Stateful systems, meanwhile, must reckon not only with the ordinary inertia of design and code, and almost always with some set of commitments to interface stability in the form of an API or a data dictionary, but also with masses of stored information whose resistance to change cannot be circumvented in the process of migrating to an improved data model and which may even be incompatible with its constraints and expectations. Throwing out code and going back to the drawing board on the design of some subsystem may not be fun. Throwing out specifications and revising interface contracts is politically fraught at best, but can be done. Throwing out real, useful data just because it happens to omit newly-important properties or irreversibly collapses a distinction revealed to be crucial going forward is out of the question.

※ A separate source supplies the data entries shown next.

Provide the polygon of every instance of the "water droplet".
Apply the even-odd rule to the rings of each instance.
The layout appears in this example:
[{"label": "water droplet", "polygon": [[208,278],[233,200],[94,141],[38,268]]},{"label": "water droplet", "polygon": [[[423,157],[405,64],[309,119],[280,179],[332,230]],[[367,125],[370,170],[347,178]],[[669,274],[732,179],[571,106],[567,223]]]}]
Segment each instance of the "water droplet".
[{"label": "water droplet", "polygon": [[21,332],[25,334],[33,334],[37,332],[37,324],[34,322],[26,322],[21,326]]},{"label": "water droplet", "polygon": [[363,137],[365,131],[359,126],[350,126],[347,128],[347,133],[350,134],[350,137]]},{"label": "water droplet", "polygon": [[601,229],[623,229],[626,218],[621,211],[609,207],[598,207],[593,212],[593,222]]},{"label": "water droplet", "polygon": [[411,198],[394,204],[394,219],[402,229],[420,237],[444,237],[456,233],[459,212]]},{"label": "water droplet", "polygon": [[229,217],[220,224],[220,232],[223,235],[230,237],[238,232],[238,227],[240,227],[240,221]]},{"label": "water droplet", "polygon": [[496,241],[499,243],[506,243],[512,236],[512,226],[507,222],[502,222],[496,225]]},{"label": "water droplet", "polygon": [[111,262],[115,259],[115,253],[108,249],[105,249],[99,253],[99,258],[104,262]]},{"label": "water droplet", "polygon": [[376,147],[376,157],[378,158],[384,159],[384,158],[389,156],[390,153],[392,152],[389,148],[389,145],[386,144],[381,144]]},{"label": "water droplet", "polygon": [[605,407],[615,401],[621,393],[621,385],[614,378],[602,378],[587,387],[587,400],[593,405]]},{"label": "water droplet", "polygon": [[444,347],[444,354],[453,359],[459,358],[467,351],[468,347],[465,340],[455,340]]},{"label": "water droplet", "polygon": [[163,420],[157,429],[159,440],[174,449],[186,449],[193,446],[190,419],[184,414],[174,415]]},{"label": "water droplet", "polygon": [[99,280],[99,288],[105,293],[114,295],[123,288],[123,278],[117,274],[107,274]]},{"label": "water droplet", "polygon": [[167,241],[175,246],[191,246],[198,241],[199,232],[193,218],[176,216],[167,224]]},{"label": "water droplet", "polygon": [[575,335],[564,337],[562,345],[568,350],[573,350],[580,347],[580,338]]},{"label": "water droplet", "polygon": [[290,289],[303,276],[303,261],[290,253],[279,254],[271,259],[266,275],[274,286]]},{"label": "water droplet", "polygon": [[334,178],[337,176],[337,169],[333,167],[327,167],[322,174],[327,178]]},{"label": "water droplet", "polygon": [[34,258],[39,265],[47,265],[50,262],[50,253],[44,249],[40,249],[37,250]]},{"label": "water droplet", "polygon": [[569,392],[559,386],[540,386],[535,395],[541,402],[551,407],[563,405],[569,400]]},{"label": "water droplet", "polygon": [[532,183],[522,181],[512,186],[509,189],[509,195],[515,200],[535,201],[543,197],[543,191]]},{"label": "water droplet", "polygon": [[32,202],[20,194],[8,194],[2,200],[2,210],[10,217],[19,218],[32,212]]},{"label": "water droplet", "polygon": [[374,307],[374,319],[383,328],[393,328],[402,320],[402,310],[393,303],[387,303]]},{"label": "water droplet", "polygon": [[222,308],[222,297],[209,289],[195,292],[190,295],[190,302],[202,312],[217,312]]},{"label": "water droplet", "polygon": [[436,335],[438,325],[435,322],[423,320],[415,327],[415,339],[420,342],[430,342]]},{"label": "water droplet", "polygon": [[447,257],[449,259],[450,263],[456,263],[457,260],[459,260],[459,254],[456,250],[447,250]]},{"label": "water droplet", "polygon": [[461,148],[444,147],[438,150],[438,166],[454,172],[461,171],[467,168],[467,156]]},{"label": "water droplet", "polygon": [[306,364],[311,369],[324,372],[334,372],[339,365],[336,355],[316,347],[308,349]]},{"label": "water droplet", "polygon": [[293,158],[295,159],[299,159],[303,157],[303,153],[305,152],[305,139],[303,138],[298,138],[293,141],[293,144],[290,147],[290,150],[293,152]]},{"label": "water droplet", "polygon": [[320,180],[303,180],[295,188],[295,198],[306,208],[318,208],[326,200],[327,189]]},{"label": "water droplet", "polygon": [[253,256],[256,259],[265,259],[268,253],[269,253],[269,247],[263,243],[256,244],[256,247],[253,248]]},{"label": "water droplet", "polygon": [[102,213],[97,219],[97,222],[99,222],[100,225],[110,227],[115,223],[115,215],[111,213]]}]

Iteration remains one of our most helpful methodological tools for its emphasis on controlled traversal and regular fitness checkpoints, but when even seemingly minor decisions can be impossible to reverse, a practice focused on iterating over more-but-smaller decisions exists in tension with the nature of the work. It's not merely that, in order to prepare for the next ascent, the system's maintainers have to haul the whole thing down into a valley instead of leaving the dead weight of outdated models and specifications behind. The valley is also flooded, a tide of precious and obstinate information washing across the landscape, pulling our careful descent off-course, blocking our access to certain peaks, and obscuring the terrain below.

Where are our boats?

1: How is software fitness determined? Satisfaction of explicit user needs; ease of use; reliability; consistency; conceptual simplicity for user and for developer. Really, it's all user needs, one way or another: for a software system to satisfy the explicit needs, it implicitly must also be convenient, reliable, consistent, and not more complicated than the problem. In the absence of an agreed "done" state, it must also admit further modification. The success of "worse is better" only shows that simplicity for developers beats consistency (in the sense of fidelity to a complex problem space) in a fair fight, or, if you're on the side of "better", that you don't get a fair fight.